Graeme McCracken

Personal information
- Date of birth: 23 July 1986 (age 39)
- Place of birth: Coatbridge, Scotland
- Position(s): Midfielder

Youth career
- Clyde

Senior career*
- Years: Team / Apps / (Gls)
- 2002–2005: Clyde / 1 / (0)
- 2005: → Cumbernauld Utd (loan)
- 2005–2006: Cumbernauld Utd
- 2006–2007: Cambuslang Rangers

= Graeme McCracken =

Scottish footballer

Graeme McCracken (born 23 July 1986) is a Scottish former footballer who played as a midfielder.

==Career==

McCracken started his career with Clyde, being on a YTS contract between 2002 and 2004, before signing his first professional contract in July 2004. He made his senior debut in a Scottish Challenge Cup match against Stranraer in August 2004. He only made a couple more appearances after this, and was loaned to local junior outfit Cumbernauld United in January 2005.
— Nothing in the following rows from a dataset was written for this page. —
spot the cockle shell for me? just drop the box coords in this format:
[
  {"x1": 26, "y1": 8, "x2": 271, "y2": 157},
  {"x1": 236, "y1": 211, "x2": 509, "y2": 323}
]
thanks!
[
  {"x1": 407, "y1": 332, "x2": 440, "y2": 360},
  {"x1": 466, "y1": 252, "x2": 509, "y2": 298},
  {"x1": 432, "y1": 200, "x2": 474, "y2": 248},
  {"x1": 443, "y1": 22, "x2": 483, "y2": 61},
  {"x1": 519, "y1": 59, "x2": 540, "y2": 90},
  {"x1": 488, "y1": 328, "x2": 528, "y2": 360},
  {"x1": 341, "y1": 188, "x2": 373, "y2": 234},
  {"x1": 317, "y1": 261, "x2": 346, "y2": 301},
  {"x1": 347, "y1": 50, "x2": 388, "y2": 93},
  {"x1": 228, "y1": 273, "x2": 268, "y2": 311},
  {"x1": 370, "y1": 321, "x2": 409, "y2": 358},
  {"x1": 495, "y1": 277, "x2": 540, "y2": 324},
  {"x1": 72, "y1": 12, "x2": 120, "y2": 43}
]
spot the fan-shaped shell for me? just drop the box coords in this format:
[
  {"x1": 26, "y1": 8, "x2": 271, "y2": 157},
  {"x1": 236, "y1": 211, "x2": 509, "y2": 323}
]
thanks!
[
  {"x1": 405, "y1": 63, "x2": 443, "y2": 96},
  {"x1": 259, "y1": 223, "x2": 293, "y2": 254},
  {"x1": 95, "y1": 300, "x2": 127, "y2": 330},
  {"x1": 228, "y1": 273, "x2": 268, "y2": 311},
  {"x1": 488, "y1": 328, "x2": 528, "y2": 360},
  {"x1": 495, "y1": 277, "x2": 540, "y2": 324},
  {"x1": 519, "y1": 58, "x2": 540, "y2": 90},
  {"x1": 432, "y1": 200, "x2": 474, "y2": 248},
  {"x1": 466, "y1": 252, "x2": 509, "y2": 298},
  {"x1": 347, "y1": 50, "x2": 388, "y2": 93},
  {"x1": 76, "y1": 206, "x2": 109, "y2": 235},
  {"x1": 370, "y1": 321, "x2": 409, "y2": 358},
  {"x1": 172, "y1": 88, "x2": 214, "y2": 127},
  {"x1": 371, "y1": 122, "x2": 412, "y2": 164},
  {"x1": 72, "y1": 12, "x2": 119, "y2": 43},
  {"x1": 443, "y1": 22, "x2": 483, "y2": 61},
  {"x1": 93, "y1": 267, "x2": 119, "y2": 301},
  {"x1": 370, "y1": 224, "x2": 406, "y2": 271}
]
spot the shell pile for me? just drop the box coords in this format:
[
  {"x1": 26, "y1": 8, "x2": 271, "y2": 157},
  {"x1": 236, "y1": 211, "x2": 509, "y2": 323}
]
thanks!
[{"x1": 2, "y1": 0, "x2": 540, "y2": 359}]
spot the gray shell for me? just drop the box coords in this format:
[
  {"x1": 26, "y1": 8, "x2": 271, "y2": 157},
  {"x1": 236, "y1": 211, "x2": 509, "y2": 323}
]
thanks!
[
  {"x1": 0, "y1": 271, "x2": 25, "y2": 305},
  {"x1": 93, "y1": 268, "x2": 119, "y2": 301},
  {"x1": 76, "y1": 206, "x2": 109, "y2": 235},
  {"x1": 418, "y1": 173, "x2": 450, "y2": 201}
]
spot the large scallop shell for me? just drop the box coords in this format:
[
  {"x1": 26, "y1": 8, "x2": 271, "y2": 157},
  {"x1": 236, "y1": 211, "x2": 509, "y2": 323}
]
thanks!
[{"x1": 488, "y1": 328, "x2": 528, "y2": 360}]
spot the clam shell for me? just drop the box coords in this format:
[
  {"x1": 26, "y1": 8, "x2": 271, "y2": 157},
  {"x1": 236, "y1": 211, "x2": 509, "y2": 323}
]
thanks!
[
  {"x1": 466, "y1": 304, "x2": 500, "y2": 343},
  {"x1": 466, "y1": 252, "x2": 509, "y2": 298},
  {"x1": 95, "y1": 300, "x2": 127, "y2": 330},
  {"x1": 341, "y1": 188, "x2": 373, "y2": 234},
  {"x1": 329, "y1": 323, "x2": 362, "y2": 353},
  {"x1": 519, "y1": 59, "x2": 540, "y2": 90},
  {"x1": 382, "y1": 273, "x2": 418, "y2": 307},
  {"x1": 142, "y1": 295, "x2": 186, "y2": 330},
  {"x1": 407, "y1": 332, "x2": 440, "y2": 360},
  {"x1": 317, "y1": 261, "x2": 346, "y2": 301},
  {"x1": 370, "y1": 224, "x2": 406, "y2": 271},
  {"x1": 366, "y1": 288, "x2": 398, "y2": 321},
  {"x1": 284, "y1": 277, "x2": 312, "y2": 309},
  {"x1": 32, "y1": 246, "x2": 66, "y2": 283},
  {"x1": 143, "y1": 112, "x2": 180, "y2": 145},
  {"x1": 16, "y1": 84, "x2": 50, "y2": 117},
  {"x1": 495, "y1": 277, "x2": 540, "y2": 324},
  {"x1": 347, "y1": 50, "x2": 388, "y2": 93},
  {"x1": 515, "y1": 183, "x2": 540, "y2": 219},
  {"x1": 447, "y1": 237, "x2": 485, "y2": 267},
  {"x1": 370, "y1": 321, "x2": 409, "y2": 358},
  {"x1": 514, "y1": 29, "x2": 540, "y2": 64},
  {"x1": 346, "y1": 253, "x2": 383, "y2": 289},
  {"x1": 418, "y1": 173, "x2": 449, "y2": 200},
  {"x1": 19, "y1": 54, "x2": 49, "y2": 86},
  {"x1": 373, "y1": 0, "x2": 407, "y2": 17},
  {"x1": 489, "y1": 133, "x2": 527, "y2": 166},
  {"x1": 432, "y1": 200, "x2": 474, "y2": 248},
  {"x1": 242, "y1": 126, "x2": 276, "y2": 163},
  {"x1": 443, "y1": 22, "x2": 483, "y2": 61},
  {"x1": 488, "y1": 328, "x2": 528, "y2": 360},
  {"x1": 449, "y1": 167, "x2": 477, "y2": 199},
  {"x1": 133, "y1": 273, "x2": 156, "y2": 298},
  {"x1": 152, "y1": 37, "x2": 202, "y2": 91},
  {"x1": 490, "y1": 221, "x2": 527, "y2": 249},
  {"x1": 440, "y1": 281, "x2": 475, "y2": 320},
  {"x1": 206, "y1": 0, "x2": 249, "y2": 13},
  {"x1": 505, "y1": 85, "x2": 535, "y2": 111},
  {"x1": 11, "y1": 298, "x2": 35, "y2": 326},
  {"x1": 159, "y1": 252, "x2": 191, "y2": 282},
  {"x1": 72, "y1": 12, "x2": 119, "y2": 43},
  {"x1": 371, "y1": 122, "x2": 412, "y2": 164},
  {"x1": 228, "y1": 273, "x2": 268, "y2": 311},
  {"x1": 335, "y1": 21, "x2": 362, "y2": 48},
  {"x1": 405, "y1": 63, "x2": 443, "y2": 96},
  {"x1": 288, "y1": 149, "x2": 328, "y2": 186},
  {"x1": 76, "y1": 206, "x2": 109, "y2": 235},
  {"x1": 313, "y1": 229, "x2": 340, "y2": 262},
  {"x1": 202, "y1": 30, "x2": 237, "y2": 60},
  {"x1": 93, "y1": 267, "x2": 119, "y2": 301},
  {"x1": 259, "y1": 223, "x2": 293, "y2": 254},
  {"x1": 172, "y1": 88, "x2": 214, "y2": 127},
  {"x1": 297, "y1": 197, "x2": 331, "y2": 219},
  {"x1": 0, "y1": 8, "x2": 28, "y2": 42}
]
He was released by Clyde in May 2005, and joined Cumbernauld permanently. He spent a season there, before joining Cambuslang Rangers for the 2006–07 season. He then joined an amateur club in Coatbridge called Burnbank Amateurs F.C. Who Former St. Johnstone and Albion Rovers Player Robert Greenock used to play for.